Radio Fiji One

Fiji;
- Frequencies: 92.8 MHz, 93 MHz, 93.2 MHz, 93.4 MHz and 558 kHz

Ownership
- Owner: Fiji Broadcasting Corporation

History
- First air date: July 1, 1954

Links
- Webcast: http://rf1.fbc.com.fj/listen
- Website: http://rf1.fbc.com.fj/

= Radio Fiji One =

Radio Fiji One (NA DOMOIVITI) is an iTaukei (Fijian) language - public service broadcaster in Fiji. The station broadcasts on the 93megahertz and 558 kilohertz to the cities of Suva, Navua, Nausori, Labasa, Savusavu, Nadi, Denarau, Mamanuca and Lautoka. The station also broadcasts on the 92.8 frequency to the towns of Coral Coast and Ba. The station broadcasts on 93.2 megahertz to the town of Tavua, and on 93.4 megahertz to Rakiraki and Nabouwalu.
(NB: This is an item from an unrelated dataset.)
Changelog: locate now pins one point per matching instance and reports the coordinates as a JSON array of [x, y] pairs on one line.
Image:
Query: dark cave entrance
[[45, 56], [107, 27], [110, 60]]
It is operated by Fiji Broadcasting Corporation, the company which also owns FBC TV, Radio Fiji Two, Mirchi FM, Bula FM, 2Day FM (Fiji), and Gold FM (Fiji) in Fiji.

The programs are sponsored by the government under the Public Service Broadcast (PSB) contract, from private organizations and religious organizations in Fiji.